Samedi 14 décembre à 18h, une vingtaine de militants identitaires ont occupé pacifiquement un magasin H&M près du forum des Halles. Répartis dans les rayons en brandissant des pancartes aux slogans variés (“Noël pas cher grâce aux esclaves éthiopiens” etc.) et distribuant des tracts aux clients face à une sécurité totalement débordée, il ont ainsi relayé la campagne “H&M esclavagistes”.

En effet, trouvant les “employés” chinois trop chers à leur goût, H&M a décidé de délocaliser une partie de sa production… en Éthiopie!
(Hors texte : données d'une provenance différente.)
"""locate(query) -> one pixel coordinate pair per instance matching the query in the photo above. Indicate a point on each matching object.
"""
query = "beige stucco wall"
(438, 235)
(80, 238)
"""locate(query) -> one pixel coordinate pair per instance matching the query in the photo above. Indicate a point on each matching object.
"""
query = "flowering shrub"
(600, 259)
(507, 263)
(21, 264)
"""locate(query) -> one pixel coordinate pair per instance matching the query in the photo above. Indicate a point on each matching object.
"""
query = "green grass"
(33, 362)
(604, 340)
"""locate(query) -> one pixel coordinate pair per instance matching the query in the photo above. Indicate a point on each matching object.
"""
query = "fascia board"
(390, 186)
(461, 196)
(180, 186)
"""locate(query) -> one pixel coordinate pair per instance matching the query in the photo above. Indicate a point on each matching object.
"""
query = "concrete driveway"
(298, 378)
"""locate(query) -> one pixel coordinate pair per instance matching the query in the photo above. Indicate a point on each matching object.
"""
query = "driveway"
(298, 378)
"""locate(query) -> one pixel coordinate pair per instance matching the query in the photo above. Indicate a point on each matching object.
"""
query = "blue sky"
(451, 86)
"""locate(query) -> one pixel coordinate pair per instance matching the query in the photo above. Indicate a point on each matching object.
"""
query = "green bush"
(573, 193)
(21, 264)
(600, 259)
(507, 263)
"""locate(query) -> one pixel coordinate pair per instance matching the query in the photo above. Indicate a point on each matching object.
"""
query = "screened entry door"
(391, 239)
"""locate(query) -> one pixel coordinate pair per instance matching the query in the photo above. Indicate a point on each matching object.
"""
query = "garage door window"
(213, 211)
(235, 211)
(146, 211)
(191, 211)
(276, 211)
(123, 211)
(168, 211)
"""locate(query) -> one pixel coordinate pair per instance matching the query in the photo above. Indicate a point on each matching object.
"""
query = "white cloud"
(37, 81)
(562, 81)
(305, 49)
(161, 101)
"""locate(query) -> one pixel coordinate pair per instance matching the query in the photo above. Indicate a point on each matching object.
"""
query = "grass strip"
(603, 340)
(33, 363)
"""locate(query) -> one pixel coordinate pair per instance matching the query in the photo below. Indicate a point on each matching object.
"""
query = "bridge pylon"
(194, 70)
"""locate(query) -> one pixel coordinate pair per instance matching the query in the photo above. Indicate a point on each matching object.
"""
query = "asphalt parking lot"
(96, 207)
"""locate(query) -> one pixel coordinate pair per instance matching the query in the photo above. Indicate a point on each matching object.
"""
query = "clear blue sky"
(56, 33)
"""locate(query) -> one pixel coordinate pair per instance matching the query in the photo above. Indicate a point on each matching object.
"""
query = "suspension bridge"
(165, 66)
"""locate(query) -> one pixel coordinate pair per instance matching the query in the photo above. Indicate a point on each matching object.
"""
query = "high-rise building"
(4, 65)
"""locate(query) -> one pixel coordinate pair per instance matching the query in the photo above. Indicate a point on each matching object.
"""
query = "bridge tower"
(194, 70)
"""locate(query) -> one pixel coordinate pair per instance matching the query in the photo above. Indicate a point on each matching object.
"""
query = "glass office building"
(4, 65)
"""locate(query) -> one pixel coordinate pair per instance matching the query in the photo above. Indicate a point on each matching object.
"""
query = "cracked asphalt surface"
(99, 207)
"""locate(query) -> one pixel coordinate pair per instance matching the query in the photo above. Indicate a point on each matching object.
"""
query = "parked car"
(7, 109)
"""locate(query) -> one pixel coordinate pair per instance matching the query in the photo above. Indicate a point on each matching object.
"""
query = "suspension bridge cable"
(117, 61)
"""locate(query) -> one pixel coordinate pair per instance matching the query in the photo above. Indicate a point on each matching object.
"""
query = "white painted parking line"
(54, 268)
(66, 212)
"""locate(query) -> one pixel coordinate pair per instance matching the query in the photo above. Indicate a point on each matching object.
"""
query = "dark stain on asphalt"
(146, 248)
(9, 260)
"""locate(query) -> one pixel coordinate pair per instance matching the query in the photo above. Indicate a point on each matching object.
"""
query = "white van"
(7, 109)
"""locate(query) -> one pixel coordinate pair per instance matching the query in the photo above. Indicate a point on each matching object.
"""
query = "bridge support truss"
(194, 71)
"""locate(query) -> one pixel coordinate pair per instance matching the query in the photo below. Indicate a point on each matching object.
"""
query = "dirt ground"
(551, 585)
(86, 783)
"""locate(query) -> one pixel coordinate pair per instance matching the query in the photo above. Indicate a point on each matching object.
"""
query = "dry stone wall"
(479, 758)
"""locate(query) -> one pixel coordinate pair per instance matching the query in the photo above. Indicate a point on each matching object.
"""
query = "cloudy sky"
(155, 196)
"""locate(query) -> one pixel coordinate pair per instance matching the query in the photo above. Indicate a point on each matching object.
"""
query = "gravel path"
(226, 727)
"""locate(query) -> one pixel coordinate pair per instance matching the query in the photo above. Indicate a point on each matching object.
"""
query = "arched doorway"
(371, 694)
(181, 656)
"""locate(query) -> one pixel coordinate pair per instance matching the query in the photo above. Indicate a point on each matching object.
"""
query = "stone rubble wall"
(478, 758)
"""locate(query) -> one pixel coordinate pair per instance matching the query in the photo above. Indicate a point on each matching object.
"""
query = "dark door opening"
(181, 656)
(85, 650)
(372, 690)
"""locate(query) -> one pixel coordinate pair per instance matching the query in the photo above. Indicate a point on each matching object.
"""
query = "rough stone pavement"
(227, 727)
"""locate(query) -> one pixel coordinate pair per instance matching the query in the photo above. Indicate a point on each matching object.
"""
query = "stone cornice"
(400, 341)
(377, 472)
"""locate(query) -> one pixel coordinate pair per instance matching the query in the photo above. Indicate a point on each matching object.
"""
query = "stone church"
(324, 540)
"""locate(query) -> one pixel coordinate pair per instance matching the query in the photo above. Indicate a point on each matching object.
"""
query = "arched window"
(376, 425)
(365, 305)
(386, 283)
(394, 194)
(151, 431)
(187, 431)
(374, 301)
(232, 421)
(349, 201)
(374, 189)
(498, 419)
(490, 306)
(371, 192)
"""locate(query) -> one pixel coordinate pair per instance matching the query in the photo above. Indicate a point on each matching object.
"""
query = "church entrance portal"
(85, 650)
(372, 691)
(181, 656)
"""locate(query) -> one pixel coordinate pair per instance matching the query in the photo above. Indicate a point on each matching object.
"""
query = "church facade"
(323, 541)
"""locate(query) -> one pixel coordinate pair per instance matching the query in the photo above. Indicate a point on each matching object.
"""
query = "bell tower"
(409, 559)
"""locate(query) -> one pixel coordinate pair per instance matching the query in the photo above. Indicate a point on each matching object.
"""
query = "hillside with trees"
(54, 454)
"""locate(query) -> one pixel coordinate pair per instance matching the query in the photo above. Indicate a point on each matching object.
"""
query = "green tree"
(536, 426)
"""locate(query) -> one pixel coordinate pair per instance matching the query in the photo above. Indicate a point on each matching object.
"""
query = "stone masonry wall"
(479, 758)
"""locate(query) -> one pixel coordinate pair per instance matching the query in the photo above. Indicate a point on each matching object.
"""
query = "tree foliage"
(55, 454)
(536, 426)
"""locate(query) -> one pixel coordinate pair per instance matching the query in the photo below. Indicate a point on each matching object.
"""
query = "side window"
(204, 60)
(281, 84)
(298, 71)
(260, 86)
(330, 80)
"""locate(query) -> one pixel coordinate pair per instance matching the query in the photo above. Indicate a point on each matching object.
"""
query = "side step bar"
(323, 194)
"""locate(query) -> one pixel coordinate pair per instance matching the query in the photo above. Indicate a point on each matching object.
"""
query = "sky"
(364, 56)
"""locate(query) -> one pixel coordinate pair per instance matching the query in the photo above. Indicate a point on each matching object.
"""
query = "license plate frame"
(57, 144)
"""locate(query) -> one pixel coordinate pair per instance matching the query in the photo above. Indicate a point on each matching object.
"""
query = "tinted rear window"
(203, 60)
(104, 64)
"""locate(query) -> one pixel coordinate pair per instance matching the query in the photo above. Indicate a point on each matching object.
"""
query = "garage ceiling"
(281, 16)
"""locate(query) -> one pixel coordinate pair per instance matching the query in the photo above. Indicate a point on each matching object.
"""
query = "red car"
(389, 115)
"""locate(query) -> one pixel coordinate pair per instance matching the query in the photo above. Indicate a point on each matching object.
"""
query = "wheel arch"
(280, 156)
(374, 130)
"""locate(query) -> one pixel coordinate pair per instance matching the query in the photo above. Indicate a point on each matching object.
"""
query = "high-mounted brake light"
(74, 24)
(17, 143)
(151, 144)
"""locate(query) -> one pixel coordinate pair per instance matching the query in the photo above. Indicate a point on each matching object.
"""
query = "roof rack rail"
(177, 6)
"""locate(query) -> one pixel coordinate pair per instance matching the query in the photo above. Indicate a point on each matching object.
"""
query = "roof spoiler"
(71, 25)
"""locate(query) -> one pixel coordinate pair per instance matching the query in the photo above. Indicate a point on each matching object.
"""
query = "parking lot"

Moins coûteux et corvéables à merci, ces Africains pourront ainsi fabriquer des vêtements bon marché destinés à des chômeurs ou des travailleurs pauvres en Europe.

C’est pour dénoncer cette économie mondialisée totalement absurde, organisée pour le seul profit financier en dépit de tout bon sens, que les Identitaires ont envahi ce magasin H&M.

Juste avant Noël, cette action symbolique n’est pas sans rappeler le happening récemment organisé contre Mattel avec la “Barbie ouvrière” : elle amène les Français et les Européens à mieux réfléchir à leur consommation et à favoriser les produits locaux au détriment des objets “low cost” fabriqués en grande série par des nouveaux esclaves.